Wednesday, September 10, 2014

More on ebola and health information in African languages

Quick follow-up on last week's post on Ebola and health information in African languages, to share some more information about initiatives on ebola education and reporting in African languages.

Following tweets on the previous post, there was additional information via Twitter on some videos in Nigerian languages:

The Nigerian language videos (YouTube) that I'm aware of so far are as follows (would appreciate more links from those who have them):
Also from Nigeria, there is an official poster in Igbo - Nje Ọrịa Ebola - which since it is from the Nigerian government, may also be in other languages like Hausa and Yoruba.
There is a Senegalese video (also on YouTube) about ebola in Wolof, with some written French. (An August 29 newscast in Wolof on ebola in Senegal is also on YouTube.)

A GooglePlay app "About Ebola" is available in English, Jola (Diola in French spelling), Krio, Liberian English, and Wolof.

There appears to be significant information on ebola in Fula, notably on, including a recent long article "Ebola Hol no haɓtortee?" (ebola, how can it be fought/countered?).
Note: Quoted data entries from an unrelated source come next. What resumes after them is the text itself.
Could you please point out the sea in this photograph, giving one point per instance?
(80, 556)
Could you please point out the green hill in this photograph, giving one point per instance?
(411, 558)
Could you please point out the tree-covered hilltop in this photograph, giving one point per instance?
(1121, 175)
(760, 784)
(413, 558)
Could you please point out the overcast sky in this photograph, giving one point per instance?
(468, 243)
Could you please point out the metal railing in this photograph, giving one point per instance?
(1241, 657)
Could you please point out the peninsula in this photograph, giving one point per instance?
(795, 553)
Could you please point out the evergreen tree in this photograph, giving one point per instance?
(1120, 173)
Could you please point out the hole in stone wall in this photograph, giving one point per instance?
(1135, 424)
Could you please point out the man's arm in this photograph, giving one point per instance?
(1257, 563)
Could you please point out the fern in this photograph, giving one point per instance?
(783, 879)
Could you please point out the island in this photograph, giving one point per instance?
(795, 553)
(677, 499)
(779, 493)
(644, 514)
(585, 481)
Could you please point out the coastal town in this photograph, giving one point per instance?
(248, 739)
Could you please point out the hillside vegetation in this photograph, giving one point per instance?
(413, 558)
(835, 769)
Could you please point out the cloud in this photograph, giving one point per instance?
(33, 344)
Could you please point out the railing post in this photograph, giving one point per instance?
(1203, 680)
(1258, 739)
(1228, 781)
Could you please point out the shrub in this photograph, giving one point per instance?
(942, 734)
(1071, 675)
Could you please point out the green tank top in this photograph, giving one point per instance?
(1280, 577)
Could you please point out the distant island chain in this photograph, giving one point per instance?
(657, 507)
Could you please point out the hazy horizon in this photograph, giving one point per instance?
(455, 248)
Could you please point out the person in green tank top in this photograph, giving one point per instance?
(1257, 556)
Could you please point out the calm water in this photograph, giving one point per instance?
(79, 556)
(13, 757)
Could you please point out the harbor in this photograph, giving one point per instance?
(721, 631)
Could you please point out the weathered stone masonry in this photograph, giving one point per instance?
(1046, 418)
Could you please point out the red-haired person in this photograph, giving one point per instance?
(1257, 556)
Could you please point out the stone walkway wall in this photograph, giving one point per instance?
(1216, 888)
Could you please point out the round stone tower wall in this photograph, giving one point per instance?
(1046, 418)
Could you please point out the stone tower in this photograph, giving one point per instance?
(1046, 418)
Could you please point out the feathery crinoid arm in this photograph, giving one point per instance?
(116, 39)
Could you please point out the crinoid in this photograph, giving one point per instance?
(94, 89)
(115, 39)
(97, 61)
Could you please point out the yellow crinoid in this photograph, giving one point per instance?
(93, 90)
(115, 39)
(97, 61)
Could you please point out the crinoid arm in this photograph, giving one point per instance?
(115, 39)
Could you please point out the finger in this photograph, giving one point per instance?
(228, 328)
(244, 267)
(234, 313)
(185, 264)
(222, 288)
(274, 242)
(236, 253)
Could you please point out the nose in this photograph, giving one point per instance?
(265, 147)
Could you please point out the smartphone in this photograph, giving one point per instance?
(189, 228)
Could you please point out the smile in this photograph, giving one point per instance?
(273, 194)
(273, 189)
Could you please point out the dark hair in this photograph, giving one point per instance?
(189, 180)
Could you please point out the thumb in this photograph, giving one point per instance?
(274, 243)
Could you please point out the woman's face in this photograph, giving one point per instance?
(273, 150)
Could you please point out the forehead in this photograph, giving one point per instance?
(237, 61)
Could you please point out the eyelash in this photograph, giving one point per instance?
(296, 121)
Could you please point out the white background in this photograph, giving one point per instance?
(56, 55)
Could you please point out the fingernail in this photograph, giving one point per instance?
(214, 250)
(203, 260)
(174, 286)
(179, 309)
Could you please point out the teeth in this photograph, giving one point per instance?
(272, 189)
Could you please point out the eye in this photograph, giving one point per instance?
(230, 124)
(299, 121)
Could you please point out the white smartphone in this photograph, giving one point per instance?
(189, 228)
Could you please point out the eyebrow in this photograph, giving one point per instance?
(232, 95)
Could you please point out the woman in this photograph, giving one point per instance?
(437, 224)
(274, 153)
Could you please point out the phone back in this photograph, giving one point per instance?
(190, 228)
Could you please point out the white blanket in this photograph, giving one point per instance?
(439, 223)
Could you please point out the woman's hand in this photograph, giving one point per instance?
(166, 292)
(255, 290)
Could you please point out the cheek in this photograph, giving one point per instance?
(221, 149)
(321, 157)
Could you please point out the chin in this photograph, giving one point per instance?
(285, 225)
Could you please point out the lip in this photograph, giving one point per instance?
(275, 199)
Peeral Media has a short piece in Fula on Facebook, with a parallel English version. A 5-minute audio "Info sur Ebola en Pulaar/Fulfulde" is available on YouTube (accompanied by one graphic). Another example is a story on Voice of Nigeria about the Nigerian Hajj Commission's screening of pilgrims going to Mecca: "Hukuuma hijju Najeeriya wiɗitay hijooɓe Najeeriya."
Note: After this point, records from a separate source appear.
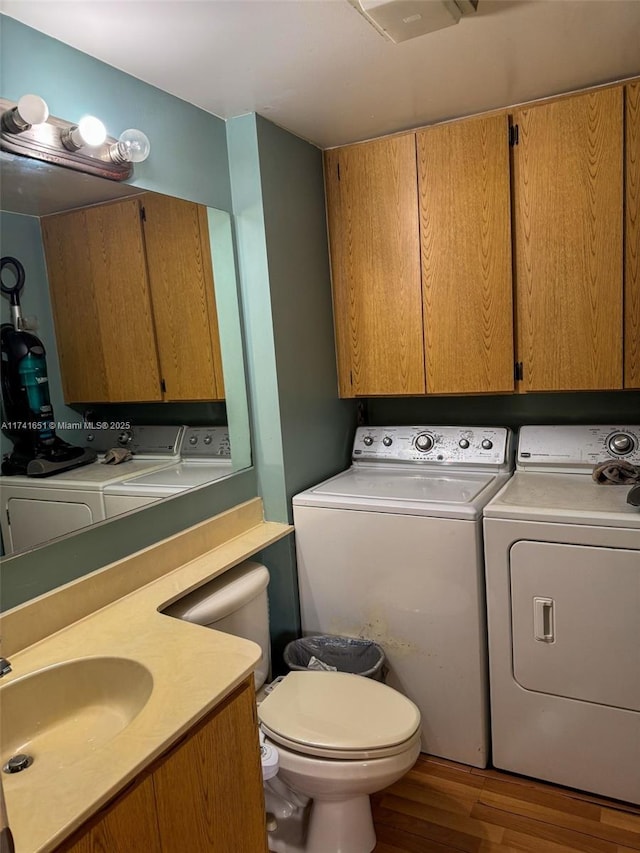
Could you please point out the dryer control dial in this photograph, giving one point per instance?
(620, 443)
(424, 442)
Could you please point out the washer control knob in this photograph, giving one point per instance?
(424, 442)
(620, 443)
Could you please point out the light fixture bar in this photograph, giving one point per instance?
(62, 143)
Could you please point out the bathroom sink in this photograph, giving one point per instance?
(62, 712)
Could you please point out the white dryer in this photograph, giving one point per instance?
(562, 557)
(391, 550)
(205, 456)
(34, 510)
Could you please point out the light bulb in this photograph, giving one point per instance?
(89, 132)
(33, 109)
(133, 146)
(30, 110)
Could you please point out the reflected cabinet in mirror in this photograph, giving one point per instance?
(134, 297)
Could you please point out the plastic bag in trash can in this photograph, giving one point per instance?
(346, 654)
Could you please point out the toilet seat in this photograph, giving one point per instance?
(339, 715)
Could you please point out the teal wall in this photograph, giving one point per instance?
(512, 410)
(302, 433)
(189, 160)
(188, 146)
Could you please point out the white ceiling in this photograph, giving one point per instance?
(320, 70)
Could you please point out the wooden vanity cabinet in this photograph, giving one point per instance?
(372, 210)
(568, 215)
(632, 238)
(204, 795)
(465, 234)
(132, 292)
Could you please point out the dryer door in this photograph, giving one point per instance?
(575, 623)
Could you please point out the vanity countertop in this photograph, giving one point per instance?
(193, 669)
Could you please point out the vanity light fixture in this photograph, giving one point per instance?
(27, 129)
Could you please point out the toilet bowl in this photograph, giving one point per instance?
(338, 737)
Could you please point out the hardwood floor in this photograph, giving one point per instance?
(443, 807)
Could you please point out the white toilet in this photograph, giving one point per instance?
(339, 737)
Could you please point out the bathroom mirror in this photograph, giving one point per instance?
(31, 190)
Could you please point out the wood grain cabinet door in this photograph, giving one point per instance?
(632, 238)
(465, 232)
(372, 210)
(209, 793)
(182, 291)
(101, 306)
(568, 203)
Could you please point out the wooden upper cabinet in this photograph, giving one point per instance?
(632, 239)
(182, 291)
(101, 304)
(133, 302)
(568, 202)
(375, 263)
(465, 233)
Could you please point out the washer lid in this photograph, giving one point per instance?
(338, 710)
(442, 493)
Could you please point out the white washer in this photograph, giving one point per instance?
(562, 560)
(205, 457)
(391, 550)
(37, 509)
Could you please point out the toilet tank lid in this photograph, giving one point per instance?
(223, 595)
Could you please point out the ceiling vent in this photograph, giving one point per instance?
(401, 20)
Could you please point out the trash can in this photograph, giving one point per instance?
(344, 654)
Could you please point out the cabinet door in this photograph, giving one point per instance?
(181, 281)
(632, 239)
(101, 306)
(568, 242)
(465, 234)
(209, 793)
(126, 826)
(375, 267)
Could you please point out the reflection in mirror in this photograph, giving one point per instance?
(134, 296)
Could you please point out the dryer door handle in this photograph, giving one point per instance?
(543, 619)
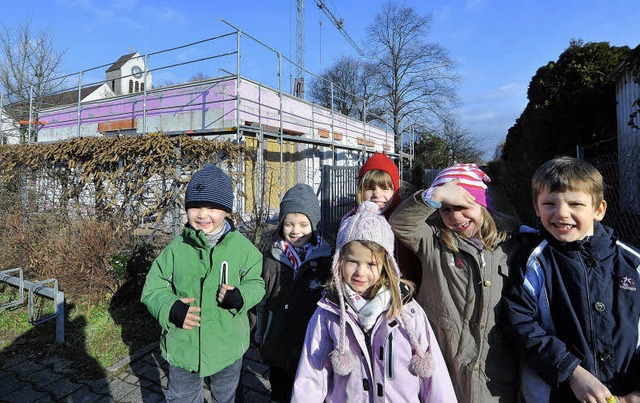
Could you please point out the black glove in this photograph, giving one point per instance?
(232, 299)
(178, 313)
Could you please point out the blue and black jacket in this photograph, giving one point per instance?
(574, 304)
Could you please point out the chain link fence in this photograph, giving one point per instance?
(622, 192)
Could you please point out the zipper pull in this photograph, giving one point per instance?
(224, 273)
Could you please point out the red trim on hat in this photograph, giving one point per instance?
(381, 162)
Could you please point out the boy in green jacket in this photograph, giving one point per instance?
(200, 288)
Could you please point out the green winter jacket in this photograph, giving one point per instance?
(188, 267)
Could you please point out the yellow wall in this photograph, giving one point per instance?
(276, 181)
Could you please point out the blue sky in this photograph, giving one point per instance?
(498, 44)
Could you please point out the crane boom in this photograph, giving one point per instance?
(298, 85)
(339, 24)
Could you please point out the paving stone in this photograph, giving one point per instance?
(149, 371)
(132, 379)
(120, 389)
(10, 362)
(27, 394)
(145, 385)
(63, 387)
(9, 383)
(44, 377)
(57, 364)
(25, 368)
(85, 395)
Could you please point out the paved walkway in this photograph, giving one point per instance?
(139, 378)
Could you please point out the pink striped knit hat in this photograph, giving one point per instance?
(471, 178)
(369, 225)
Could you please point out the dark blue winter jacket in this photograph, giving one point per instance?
(576, 304)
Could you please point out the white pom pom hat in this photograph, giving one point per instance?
(368, 225)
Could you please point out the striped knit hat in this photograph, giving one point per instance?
(369, 225)
(471, 178)
(209, 187)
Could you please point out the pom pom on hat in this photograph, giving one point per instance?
(471, 177)
(209, 187)
(343, 362)
(382, 162)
In Guinea, Studio Hirondelle in collaboration with the rural radio network has produced radio programs on ebola in Fula (Peulh in French; the endonym in Guinea is Pular) and Malinké (a Manding language for which the endonym is Maninka or Maninkakan).

WHO and Athinkra

Athinkra LLC is coordinating translations of a FAQ on ebola provided by the World Health Organization (WHO). Languages on its list so far include N'Ko (an alphabet for Manding), Vai (in its own script and Latin alphabet), and Fula (in the new Adlam script - more on the latter in another post). (Thanks to Coleman Donaldson for calling my attention to this.)

Rubric, Wikimedia ZA, and WikiProject Medicine

Further afield, there is a collaboration in South Africa among Rubric (a languages services company), Wikimedia ZA, and WikiProject Medicine (which has a Translation Task Force/Project) to translate ebola health info on Wikipedia into the official languages of that country.

Summary and thoughts
The above is an eclectic sampling of initiatives and reporting on ebola in some African languages. Much of this is happening on country levels or by individual or small group initiatives. This post helps fill out blank spots in the picture as portrayed in the previous posting, but it is far from complete.

At this point it would seem very useful to have a way of monitoring such efforts and products with an eye to facilitating communication and sharing among them (particularly important, I'd argue, for cross-border and closely-related languages), reviewing material for accuracy, and building a data bank of medical translations in African languages about ebola and related public health topics.


Don said...

The back story on the "About Ebola" app was published on the Code Innovation site on 17 April 2014 by Elie Calhoun. Evidently the designers tried to get this app in the iTunes store also, but without luck.

A follow-up by Nathanial Calhoun was published on the same site on 6 August under the title "Google doesn’t really care about African language content." This raises some larger issues about support for information in African languages on ebola, and for localization in African languages generally, that I'd like to come back to.

Dave Pearson said...

A workshop to translate Ebola health information was held in Southern Senegal in October 2014. The first material to be translated was a poster into four languages: Bandial, Gusilay, Jola Fonyi and Manjaku.

Don said...

Thanks Dave. This is helpful and will fit in a forthcoming post on ebola information in Senegalese languages. In the meantime, I just tweeted the link.